Learning

The Bread of Affliction and Bread of Heaven

The bread of affliction is a reminder that it was the one true God who brought them out of slavery and sustained them ~ in much the same way He sustained them by miraculously providing them with the bread from heaven, a bread with leaven: manna. And manna was a symbol of an exponentially greater bread of heaven, Jesus Christ, the greatest sustainer, who said in John 6:32-35:

“Truly, truly, I say to you, it was not Moses who gave you the bread from heaven, but my Father gives you the true bread from heaven. For the bread of God is he who comes down from heaven and gives life to the world.” They said to him, “Sir, give us this bread always.”Jesus said to them, “I am the bread of life: whoever comes to me shall not hunger, and whoever believes in me shall never thirst.”

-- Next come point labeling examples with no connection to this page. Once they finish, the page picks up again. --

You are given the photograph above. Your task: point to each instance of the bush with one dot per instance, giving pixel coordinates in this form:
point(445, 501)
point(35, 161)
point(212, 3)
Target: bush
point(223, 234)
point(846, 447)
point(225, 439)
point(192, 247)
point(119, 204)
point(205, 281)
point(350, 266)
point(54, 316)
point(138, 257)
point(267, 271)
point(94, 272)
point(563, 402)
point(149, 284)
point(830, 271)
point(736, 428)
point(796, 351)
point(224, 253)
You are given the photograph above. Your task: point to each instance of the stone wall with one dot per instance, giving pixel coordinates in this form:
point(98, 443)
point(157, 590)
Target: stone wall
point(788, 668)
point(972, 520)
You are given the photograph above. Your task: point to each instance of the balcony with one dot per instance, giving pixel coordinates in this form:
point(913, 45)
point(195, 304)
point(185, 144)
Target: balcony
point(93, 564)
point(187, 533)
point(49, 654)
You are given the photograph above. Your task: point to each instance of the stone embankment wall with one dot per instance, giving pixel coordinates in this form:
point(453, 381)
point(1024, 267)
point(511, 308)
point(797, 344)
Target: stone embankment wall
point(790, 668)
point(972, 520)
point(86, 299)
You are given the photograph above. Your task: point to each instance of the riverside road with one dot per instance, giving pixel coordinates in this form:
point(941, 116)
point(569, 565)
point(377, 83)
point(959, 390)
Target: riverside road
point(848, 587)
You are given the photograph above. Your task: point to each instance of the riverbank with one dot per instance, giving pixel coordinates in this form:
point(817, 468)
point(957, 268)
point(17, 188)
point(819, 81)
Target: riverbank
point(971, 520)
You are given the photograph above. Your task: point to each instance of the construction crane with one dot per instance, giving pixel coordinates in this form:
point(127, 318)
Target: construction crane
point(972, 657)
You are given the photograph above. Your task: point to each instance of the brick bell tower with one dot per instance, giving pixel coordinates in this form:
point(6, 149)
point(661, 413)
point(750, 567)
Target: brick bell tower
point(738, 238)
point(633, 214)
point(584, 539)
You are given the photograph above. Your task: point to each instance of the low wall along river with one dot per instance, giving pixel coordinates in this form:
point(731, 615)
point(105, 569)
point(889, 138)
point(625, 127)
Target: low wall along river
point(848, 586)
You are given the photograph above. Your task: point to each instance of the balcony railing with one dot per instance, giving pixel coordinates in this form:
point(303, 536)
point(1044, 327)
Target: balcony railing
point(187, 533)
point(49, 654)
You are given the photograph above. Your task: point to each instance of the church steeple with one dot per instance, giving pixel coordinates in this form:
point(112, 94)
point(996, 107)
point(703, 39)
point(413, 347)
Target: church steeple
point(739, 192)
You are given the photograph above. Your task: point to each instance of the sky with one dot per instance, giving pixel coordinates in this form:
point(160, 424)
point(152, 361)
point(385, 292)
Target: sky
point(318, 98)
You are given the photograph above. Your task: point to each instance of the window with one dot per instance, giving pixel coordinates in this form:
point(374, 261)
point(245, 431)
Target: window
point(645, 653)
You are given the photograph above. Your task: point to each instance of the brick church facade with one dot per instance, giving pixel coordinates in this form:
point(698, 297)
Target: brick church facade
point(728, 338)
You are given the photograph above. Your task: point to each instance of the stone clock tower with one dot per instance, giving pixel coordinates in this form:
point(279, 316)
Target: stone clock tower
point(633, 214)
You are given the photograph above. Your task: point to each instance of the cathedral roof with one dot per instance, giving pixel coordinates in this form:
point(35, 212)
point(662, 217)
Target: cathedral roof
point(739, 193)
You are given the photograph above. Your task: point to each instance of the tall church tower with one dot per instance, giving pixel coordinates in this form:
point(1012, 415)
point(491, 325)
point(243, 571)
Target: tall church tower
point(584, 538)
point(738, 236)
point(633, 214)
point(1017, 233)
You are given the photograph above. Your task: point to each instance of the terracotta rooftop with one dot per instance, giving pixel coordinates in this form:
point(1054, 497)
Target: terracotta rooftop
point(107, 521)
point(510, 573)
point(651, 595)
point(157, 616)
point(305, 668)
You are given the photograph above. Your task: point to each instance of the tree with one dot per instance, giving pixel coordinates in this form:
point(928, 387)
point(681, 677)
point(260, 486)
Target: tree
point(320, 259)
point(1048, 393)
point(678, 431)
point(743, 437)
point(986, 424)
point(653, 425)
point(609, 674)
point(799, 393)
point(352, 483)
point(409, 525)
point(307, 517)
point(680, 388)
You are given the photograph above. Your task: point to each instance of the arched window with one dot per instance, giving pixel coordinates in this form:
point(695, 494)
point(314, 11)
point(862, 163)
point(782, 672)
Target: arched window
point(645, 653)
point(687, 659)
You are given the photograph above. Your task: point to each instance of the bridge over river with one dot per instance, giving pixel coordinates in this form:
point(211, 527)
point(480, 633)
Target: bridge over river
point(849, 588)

As much as we celebrate the Israelite exodus from Egypt, the lived experience for the Israelites is that it was a brutal experience, to say the least. It meant death to at least 600,000 Israelites. When the exodus began, the people left so expeditiously and frantically, that they didn’t have time to bake their bread (Exodus 12:39). In Exodus 13, Moses declares an annual ritual, The Feast of the Unleavened Bread, as a reminder to the people that the LORD brought them out of slavery by His strong hand. Unleavened bread, as you are likely aware from taking communion, is flat and tasteless. For these reasons, it is referred to as the bread of affliction (Deuteronomy 16:3; 1 Kings 22:27; 2 Chronicles 18:26; Isaiah 30:10).